Und trotzdem nicht ohne Schwierigkeiten. Denn an allen Theater- und Opernhäusern, an denen Dammann arbeitete, ging es nicht allein um künstlerische Entscheidungen, sondern oft vor allem ums Sparen. „Eigentlich kenne ich das Kürzen, seit ich beim Theater bin“, sagt Dammann. Sein Rezept: Rausgehen.

Zum ersten Mal probiert er das in Neustrelitz, der Heimatstadt seiner Mutter. Als Mitintendant am Landestheater Mecklenburg gründet er dort 1999 die Schlossgartenfestspiele. Für das Landestheater ist das ein Ausweg aus der drohenden strukturellen Insolvenz: Und dann ist da natürlich der Reiz, Kultur an einem lauen Sommerabend im Freien zu erleben.

Auch an der Lissaboner Nationaloper bringt der Deutsche mit seiner gewinnenden Art bis 2010 frischen Wind ins Ensemble: Weil es im Ende des 18. Jahrhunderts erbauten Opernhaus keine Klimaanlage gab, konnte die Oper schon in der Juni-Hitze keine Vorstellungen mehr anbieten – obwohl die Theaterferien offiziell erst im Juli beginnen. Dammann organisierte dagegen ein Opernfestival auf dem Vorplatz, dank Sponsoren und staatlicher Förderung sogar bei freiem Eintritt. Das „Festival ao Largo“ sollte sich schon im zweiten Jahr seines Bestehens als größtes klassisches Sommerfestival des Landes etablieren.

Wieso es den Lübecker Motoradfan dann ausgerechnet nach Babelsberg verschlagen hat? „Weil das unmittelbar vor den Toren Berlins liegt“, sagt er. Und irgendwo im Großraum Berlin sollte sein neues Projekt, die Seefestspiele, die er 2010 gemeinsam mit dem Berliner Veranstalter Peter Schwenkow gründete, Premiere feiern. „Das Konzept lag fertig in der Schublade, die Idee hatte ich schon lange mit mir herumgetragen“, erzählt Dammann.

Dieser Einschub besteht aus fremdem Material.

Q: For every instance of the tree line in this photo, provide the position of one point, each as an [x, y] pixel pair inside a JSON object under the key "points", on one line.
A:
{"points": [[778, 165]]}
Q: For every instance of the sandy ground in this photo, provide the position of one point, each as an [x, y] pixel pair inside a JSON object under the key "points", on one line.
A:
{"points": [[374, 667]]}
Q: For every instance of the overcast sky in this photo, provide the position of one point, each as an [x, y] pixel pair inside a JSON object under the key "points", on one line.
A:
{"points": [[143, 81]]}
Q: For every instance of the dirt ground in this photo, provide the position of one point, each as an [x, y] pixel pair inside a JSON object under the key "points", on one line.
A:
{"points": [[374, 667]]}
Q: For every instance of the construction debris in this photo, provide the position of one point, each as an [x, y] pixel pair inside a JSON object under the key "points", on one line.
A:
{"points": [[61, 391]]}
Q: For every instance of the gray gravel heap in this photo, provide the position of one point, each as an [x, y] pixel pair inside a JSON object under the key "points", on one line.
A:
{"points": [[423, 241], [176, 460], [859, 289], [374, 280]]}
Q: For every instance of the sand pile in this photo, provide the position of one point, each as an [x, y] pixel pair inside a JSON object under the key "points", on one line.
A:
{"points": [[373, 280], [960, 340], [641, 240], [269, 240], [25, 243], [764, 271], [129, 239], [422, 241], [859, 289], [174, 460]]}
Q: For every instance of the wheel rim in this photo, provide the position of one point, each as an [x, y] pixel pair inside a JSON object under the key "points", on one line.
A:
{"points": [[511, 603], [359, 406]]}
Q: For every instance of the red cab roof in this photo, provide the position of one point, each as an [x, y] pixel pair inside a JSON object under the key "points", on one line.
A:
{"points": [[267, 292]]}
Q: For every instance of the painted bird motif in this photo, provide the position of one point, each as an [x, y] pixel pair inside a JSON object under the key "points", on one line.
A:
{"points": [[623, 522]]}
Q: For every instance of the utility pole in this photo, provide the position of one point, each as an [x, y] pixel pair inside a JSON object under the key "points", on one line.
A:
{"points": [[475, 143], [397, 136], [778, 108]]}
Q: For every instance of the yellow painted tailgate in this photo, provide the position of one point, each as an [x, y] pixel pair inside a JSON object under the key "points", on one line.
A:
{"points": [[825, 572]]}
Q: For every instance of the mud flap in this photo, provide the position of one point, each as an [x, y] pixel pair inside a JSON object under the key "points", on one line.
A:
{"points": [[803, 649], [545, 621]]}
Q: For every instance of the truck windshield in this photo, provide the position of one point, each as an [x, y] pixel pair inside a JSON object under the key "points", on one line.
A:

Über seine monatelange Ochsentour durch die Institutionen in Potsdam ist viel geschrieben worden. Aus Dammanns Plänen, die Seefestspiele auf der Halbinsel Hermannswerder zu etablieren, wurde am Ende wegen Naturschutz- und Lärmbedenken bekanntlich nichts. „Wir haben sehr viel dazugelernt“, sagt Dammann heute diplomatisch: „Da bleibt überhaupt kein Groll zurück.“ Mit einem Paukenschlag entschieden sich die Veranstalter 2011 kurzfristig für einen Umzug an den Wannsee. Aber auch dieser Standort wird wie berichtet nach zwei Spielzeiten Geschichte sein. Eine Rückkehr nach Potsdam hält Dammann für utopisch.

Die Seefestspiele leitet er als Zwei-Mann-Unternehmen mit Geschäftsführer Peter Schwenkow. Rund 150 Mitwirkende für den künstlerischen Betrieb koordiniert er, kümmert sich um Solisten, Statisten, Tänzer, Regisseur – in diesem Jahr der Wahlpotsdamer Volker Schlöndorff-, Dirigentin Judith Kubitz, ist bei der Auswahl der Musiken und deutschen Dialoge beteiligt - und er hat ein Auge darauf, dass Zeitplan und Budget eingehalten werden. „Mir macht das einen Riesenspaß“, sagt Christoph Dammann. Wer ihn bei der Arbeit erlebt, merkt, dass das keine hohle Phrase ist: Dammann ist, wo er nur kann, persönlich dabei, wirkt bestimmt und trotzdem herzlich, hat für jeden ein anerkennendes Wort, ist auch beim Ensemble-Grillen nach Probenschluss noch am Start. Am Donnerstag 19.30 Uhr beginnt der erste Akt von Bizets „Carmen“, die vorerst letzten Seefestspiele in der Region. Für 2013, sagt Dammann, „schwirren schon etliche Stücke durch die Gegend“. Die Geburtstage von Guiseppe Verdi und Richard Wagner jähren sich zum 200. Mal: „Da ist vieles vorstellbar“, sagt Christoph Dammann.